マーケティングデータの一括分析や長文ドキュメントの処理には、Geminiの大容量コンテキスト処理能力が威力を発揮する。10Mトークン(約750万単語)までのテキストを単一プロンプトで処理可能なため、膨大なログデータの分析などに適している35。
無料枠を活用しつつ本格的な分析が必要な場合、Gensparkのディープサーチが最良の選択肢となる。学術用途からビジネス用途まで幅広いタスクに対応しつつ、複数AIモデルの並列実行による公平性担保が特徴的である4。
技術的限界と今後の課題
現行のディープサーチ機能には、主に3つの技術的課題が存在する。第一に、情報源の信頼性評価メカニズムが不透明である点(特にFeloとGenspark)14。第二に、非英語情報の処理精度低下問題(GeminiとChatGPTで顕著)35。第三に、推論プロセスのブラックボックス化による検証可能性の欠如(全ツール共通)13。これらの課題解決に向け、2025年後半にはマルチモーダル検証機能の実装(Perplexity)、分散型信頼性評価システムの導入(Genspark)、ローカル言語特化モデルの開発(Felo)などの技術革新が予定されている245。
結論
各ディープサーチツールは明確な役割分担を持ち、ユースケースに応じた適切な選択が重要である。学術研究にはChatGPT、スピード重視のビジネス活用にはGemini、予算制約下での利用にはGensparkがそれぞれ推奨される。今後の技術発展により、情報収集精度と処理速度のさらなる向上が期待される。利用者は自らの業務要件を明確化した上で、ツールの強みを最大限に活用すべきである。ふむ。ざっと目を通して、特に異論を唱える部分はないよな、と思える。こっちがこれまで使ってきた経験から体感する印象とほぼ同じような回答が出てきた気がするな。
結論ではChatGPT、Gemini、Gensparkといったものが挙げられているが、これらはいずれも有料での利用を考えての選択。やはり「無料か有料か」は大きい。ChatGPTやGeminiの深層検索がどれだけ優れていても、「有料契約しないと使えない」というのではちょっと利用する気が萎える。そんな生成AIばかりに毎月カネかけられないからね。
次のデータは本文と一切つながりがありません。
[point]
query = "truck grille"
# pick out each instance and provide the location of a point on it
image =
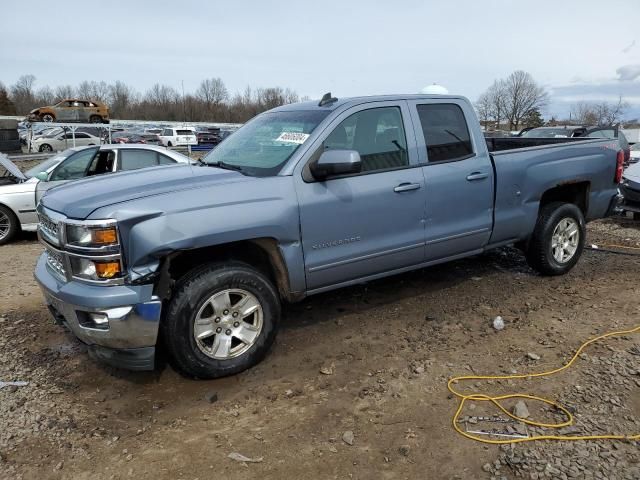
(48, 227)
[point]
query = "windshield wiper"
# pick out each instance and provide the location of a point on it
(226, 166)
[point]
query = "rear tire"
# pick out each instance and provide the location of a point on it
(557, 240)
(9, 225)
(209, 300)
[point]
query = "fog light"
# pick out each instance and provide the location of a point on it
(100, 319)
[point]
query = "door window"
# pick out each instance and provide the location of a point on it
(445, 132)
(135, 159)
(376, 134)
(74, 167)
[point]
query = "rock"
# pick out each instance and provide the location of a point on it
(327, 369)
(238, 457)
(418, 369)
(520, 410)
(347, 437)
(211, 397)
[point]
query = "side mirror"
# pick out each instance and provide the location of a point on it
(336, 162)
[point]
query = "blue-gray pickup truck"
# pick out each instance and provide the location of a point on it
(303, 199)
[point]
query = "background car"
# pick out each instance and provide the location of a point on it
(20, 192)
(208, 135)
(634, 153)
(174, 137)
(71, 110)
(59, 142)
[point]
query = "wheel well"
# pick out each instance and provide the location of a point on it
(261, 253)
(576, 193)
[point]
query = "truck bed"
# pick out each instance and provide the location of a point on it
(512, 143)
(525, 170)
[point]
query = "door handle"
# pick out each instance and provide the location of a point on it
(477, 176)
(406, 187)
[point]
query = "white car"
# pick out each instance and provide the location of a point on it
(178, 137)
(63, 141)
(20, 192)
(635, 153)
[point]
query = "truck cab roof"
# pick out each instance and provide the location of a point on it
(351, 101)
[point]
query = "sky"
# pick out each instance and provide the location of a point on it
(577, 49)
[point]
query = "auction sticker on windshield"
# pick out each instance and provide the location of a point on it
(292, 137)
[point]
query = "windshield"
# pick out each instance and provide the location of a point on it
(263, 145)
(548, 133)
(47, 164)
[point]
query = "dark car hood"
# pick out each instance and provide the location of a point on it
(78, 199)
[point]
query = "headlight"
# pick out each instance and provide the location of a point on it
(91, 269)
(91, 236)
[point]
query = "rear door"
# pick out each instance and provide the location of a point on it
(360, 225)
(459, 179)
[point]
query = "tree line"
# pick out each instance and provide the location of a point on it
(515, 102)
(211, 102)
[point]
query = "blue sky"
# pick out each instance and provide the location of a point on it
(577, 49)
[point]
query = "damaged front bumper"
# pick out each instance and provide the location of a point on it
(118, 323)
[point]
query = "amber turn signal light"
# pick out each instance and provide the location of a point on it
(107, 269)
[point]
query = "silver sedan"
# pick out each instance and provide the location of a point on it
(21, 191)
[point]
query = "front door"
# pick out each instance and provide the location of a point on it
(369, 223)
(74, 167)
(459, 179)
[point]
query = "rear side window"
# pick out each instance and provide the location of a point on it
(135, 159)
(445, 132)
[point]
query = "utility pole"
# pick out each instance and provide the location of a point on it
(184, 105)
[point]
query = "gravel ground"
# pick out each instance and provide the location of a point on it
(355, 386)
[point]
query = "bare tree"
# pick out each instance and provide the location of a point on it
(522, 94)
(492, 104)
(22, 93)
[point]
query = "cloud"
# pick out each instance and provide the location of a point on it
(628, 72)
(629, 47)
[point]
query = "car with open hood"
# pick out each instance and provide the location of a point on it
(21, 191)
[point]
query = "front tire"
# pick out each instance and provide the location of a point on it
(9, 225)
(558, 239)
(222, 319)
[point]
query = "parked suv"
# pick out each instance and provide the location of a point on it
(177, 137)
(71, 111)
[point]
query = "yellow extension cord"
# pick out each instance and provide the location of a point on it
(478, 397)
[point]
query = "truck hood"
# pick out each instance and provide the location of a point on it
(78, 199)
(11, 167)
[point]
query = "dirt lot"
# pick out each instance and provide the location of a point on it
(371, 360)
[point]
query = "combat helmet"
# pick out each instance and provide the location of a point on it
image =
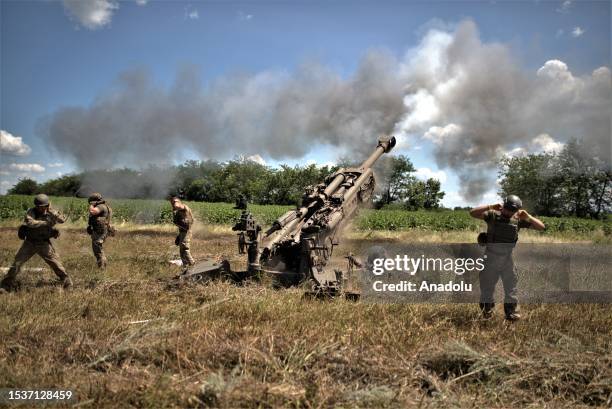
(94, 197)
(513, 203)
(41, 200)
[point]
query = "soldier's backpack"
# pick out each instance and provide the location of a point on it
(111, 228)
(22, 232)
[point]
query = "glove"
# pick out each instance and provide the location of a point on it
(54, 233)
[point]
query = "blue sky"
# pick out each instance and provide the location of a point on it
(54, 56)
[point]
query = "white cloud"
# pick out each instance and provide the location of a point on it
(565, 7)
(244, 16)
(319, 164)
(427, 173)
(91, 14)
(545, 143)
(577, 32)
(257, 159)
(13, 145)
(440, 135)
(26, 167)
(191, 13)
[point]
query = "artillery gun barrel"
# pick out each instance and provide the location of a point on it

無料だと、やはりGensparkとPerplexityか。個人的な印象としては、生成されるレポートのクオリティとしてはGensparkが圧倒的なんだけど、無料だと1日に1回しか使えない。まぁ、たまに使ってみるぐらいならこれでもいいのだけどね。
これに対し、Perplexityのディープリサーチは、上記のレポートを見ればわかるように、かなりクオリティが高いのに無料でしかも使い放題だ(※追記:2025年3月時点で無料プランでは1日5回に制限された。ちぇっ)。価格性能比を考えたなら、これがイチオシだろう。また普段の検索も、プロサーチを使えば「ちょっと遅いけど、かなりしっかり調べる」という感じなので、これはもう日常的に使っている。普通の検索いらない、って感じ。
Feloの深層検索(Felo Agentっていう)は、特定キーワードで業界から情報収集し分析するような感じで、ビジネスユースに特化して考えるなら非常に手軽で使えるんだけど、複雑なプロンプトを元に深堀りし分析するようなものには現状向かない。これは「性能が低い」というのでなくて、「そもそも方向が違う」ということ。なので、特定の分野でキーワード検索するようなときはFeloで自作したアシスタントで深層検索している。これは簡単かつスピーディで便利。
で、PerplexityのディープリサーチとFeloエージェントがあれば、ChatGPTやGeminiの深層検索はいらないんでないか、と思う。これが僕的結論。これは別にOpenAIに嫌われてるからじゃないぞ(多分)。この2つがあれば不満を感じることはないし、「これでも足りない。もっともっと深く調べて分析して!」というようなときは1日に1回だけGensparkが使える。もうこれで充分。さよなら、ChatGPTとGeminiの深層検索(そもそも出会ってもないけど)。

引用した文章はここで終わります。